Iron, arginine, and redox metabolism in peripheral blood mononuclear cells distinguishes sickle cell disease and pulmonary hypertension

Abstract Pulmonary hypertension (PH) is a severe vascular complication of sickle cell disease (SCD); yet, not all patients with SCD develop PH, and PH also arises independently. This duality underscores the need to understand their intersecting biology. We integrated metabolomic, proteomic, and elemental analyses of human peripheral blood mononuclear cells (PBMCs) from individuals with SCD, PH, combined SCD–PH, and healthy controls to define shared and distinct mechanisms. PBMCs from SCD patients, regardless of PH status, displayed significantly elevated intracellular iron, consistent with chronic hemolysis and erythrophagocytosis. Multi‐omic profiling revealed condition‐specific immune–metabolic signatures: SCD PBMCs showed mitochondrial suppression and reduced oxidative phosphorylation; PH PBMCs showed dysregulated arginine and creatine metabolism, implicating nitric oxide and polyamine pathways; and SCD–PH PBMCs displayed amplified hemoglobin/iron handling, oxidative stress, and immune activation. Unsupervised clustering confirmed discrete phenotypes, with greatest overlap between SCD and SCD–PH, reflecting the additive impact of hemolysis‐driven iron loading and PH‐driven metabolic remodeling.

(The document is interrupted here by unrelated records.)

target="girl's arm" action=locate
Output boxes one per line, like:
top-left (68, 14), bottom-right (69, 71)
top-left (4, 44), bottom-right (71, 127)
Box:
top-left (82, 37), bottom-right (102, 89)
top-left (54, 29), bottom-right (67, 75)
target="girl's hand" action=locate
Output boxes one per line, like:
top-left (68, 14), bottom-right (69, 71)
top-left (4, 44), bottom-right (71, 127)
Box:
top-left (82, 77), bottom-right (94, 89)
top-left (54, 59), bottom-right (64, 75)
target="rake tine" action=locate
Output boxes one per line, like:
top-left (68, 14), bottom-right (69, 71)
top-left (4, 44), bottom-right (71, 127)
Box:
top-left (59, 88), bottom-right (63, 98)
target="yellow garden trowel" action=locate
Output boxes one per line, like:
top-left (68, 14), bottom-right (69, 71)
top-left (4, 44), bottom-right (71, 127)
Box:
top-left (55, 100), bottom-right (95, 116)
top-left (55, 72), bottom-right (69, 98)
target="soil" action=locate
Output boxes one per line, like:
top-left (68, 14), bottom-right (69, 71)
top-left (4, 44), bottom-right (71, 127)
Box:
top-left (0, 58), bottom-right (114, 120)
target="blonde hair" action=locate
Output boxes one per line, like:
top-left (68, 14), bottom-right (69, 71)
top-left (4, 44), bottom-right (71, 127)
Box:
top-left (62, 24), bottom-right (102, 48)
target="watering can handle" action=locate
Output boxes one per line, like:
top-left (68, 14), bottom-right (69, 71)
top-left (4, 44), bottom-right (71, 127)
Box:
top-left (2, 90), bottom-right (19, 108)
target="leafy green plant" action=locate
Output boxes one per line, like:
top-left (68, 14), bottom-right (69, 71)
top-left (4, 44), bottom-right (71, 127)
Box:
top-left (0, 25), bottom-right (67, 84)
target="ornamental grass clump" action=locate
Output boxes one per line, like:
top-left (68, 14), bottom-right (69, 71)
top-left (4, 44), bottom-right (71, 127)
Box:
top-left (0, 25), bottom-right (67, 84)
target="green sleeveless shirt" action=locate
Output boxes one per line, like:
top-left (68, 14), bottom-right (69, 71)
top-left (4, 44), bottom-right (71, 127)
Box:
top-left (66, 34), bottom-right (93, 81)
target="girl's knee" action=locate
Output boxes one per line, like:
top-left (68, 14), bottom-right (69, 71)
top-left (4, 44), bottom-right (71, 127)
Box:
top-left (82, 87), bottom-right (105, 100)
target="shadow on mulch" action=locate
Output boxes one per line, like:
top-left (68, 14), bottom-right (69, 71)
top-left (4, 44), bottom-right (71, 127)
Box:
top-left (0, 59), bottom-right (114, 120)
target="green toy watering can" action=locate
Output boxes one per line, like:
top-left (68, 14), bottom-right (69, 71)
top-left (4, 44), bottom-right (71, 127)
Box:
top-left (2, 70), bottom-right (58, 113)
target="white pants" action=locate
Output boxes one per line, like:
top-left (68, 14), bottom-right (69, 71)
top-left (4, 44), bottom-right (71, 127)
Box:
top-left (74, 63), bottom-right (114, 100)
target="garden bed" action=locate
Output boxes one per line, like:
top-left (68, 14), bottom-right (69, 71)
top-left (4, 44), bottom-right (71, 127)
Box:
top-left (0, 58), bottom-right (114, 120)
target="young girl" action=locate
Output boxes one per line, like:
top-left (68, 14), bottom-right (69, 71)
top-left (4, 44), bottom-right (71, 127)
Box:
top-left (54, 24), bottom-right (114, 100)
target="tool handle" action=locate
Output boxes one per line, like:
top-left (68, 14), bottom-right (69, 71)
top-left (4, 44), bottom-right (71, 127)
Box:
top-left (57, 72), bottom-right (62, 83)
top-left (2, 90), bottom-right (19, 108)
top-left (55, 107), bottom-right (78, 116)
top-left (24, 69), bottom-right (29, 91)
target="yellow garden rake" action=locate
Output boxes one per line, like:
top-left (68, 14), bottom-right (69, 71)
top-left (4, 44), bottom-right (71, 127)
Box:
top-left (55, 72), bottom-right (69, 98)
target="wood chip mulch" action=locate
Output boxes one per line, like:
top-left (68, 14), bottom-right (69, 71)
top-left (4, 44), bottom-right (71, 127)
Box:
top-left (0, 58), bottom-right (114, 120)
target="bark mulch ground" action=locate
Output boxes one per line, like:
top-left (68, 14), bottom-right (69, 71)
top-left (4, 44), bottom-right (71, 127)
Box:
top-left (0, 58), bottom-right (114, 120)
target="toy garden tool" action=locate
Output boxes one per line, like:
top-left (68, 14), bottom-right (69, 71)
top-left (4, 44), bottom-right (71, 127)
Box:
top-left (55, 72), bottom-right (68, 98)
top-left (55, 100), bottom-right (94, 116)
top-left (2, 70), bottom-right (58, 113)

Histological validation of SCD–PH lung tissue demonstrated iron accumulation in perivascular macrophages, supporting a mechanistic link between systemic PBMC remodeling and pulmonary vascular pathology. Together, these findings establish PBMCs as a readily accessible compartment that mirrors disease‐specific metabolic and immune alterations. By capturing iron, arginine, and redox pathways across SCD, PH, and SCD–PH, our study positions PBMC profiling as a novel tool for mechanistic insight, patient stratification, and biomarker discovery and novel interventions.